Roald Dahl has consistently been a controversial author, with people often struggling to reconcile the duality of his character. He wrote stories that empowered children and embraced the imaginative side of life, but he was also a deeply bigoted person who made abhorrently antisemitic generalizations about Jews.
“Giant,” a play I saw on Broadway over spring break, starring John Lithgow as Roald Dahl and directed by Mark Rosenblatt, reckons with this polarity and the dark side of Dahl’s character quite effectively in a way that is strikingly applicable to modern-day debates over the Israeli-Palestinian conflict.
Set in the summer of 1983 in the home of the writer, the show opens with already accomplished author Dahl, newly married to his mistress Liccy, nearing the publication of his book “The Witches.” This publication, however, is overshadowed by a book review he wrote about “God Cried” that condemned Israel’s invasion of Lebanon and made troubling antisemitic generalizations about Jews, saying “Never before in the history of man has a race of people switched so rapidly from being much-pitied victims to barbarous murderers.”

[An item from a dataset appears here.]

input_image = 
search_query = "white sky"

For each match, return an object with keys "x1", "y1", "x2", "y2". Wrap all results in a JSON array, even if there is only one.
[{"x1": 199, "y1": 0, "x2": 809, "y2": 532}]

Whether his comments were simply an overstep, as he defends, or if they were a symbol of overt antisemitism is the subject of the play. In the play, his publishing company sends a fictitious young marketing executive, Jessie Stone, played by Aya Cash, along with the writer’s literary agent, Tom Maschler, played by Elliot Levey, to persuade him to issue a statement apologizing for his comments.

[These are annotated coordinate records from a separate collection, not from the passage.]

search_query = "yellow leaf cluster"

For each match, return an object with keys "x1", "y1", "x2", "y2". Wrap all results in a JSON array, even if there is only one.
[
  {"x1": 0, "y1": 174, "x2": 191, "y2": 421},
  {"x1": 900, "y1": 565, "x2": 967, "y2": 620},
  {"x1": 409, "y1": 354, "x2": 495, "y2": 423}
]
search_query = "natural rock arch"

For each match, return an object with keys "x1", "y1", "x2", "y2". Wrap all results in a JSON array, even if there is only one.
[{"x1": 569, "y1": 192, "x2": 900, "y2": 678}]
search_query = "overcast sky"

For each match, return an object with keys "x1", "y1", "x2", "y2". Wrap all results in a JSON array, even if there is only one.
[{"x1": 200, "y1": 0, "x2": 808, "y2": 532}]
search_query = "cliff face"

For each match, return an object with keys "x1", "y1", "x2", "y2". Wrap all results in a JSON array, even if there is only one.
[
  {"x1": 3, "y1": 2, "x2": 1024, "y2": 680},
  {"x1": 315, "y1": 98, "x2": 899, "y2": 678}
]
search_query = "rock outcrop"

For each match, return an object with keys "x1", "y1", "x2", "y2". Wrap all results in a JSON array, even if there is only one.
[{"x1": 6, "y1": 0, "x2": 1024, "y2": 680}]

The rest of the play is set in a single back-and-forth conversation between Maschler and Stone, both of whom are Jewish, and Dahl. In response to their demands of an apology, Dahl goes from passionate but controlled to simply cruel. Stone, initially indifferent to the writer that she and her son love, eventually becomes equally as passionate in her defense of Judaism, arguing for the distinction between Jews and Israel and demanding an apology to all Jews.

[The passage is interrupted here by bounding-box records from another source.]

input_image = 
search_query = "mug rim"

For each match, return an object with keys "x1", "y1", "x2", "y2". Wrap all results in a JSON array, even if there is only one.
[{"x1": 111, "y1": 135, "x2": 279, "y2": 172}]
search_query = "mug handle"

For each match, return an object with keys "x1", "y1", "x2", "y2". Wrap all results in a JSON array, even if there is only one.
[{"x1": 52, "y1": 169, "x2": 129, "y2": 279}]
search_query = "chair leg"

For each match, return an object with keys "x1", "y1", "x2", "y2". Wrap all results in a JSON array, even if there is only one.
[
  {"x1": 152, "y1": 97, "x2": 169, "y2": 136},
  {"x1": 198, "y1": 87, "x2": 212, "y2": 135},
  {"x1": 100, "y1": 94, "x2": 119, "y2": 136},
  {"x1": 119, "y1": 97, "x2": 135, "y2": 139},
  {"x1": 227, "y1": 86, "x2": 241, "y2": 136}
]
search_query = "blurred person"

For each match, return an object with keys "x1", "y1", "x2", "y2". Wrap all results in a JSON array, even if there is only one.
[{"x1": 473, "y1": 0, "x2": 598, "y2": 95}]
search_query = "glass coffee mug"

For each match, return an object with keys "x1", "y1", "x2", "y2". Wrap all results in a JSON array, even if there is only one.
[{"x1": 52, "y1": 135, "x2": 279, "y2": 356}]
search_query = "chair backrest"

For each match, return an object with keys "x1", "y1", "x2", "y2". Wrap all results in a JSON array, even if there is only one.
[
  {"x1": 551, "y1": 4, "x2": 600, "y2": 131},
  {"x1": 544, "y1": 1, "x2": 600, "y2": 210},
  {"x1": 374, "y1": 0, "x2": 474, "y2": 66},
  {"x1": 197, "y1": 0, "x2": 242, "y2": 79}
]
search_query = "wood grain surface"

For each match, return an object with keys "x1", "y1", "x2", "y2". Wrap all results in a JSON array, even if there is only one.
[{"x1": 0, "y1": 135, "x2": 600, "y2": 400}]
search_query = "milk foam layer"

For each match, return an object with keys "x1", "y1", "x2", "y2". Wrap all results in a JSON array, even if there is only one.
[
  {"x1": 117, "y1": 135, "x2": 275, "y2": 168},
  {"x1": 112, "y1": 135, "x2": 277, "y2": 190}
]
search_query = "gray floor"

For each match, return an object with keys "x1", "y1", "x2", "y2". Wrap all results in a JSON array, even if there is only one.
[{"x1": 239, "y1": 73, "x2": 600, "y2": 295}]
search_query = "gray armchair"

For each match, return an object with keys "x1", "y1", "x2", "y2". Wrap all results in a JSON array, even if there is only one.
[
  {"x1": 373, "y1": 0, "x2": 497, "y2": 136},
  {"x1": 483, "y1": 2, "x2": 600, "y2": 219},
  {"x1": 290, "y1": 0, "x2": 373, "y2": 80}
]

What struck me about “Giant” was how closely it aligned with the antisemitism seen across the world today and how the play wasn’t simply a biography, but a character study of ego, prejudice and the need to provoke. It captures Dahl’s wit, charm and real concern for people struggling in Lebanon, while simultaneously making his stubbornness and cruelty impossible to ignore, all done by using real quotes he said throughout his career.
Lithgow is central to that success as his performance didn’t make me flatten Dahl into a single-faced villain. He presents Dahl as layered, funny, charismatic and likable in instances, demonstrating how prejudice can live inside people who display amiable qualities, convinced of their own moral clarity. That contradiction is captured with precision.
At a time when debates over Israel’s actions and antisemitism remain highly charged, “Giant” stands as a warning of how quickly criticism of a government’s actions can derail into ethnic hatred and how pride and stubbornness can prevent a person from recognizing the damage of their actions. Most of Dahl’s arguments felt chillingly familiar to what is being echoed around the world, that “there is a trait in the Jewish character that does provoke animosity” and arguments for the “puppetmaster” trope, which persists today in conspiracy theories regarding Zionist control of Western governments.
That warning reaches a climax when Lithgow, perhaps in the most unsettling part of the play, repeats Dahl’s notorious line from his 1983 “New Statesman” interview, suggesting that antisemitism is a logical response to Jewish behavior: “There’s always a reason why anti-anything crops up anywhere; even a stinker like Hitler didn’t just pick on them for no reason.”
In the end, for me, “Giant” acted as a mirror held up to the present. The play forced me to examine how prejudice is rationalized, repeated and excused, especially when it comes from admired figures wrapped in charisma and the facade of moral superiority. What the play achieves is forcing the audience to wrestle with the powerful question of how willing we are to confront hatred when it comes from voices we cherish.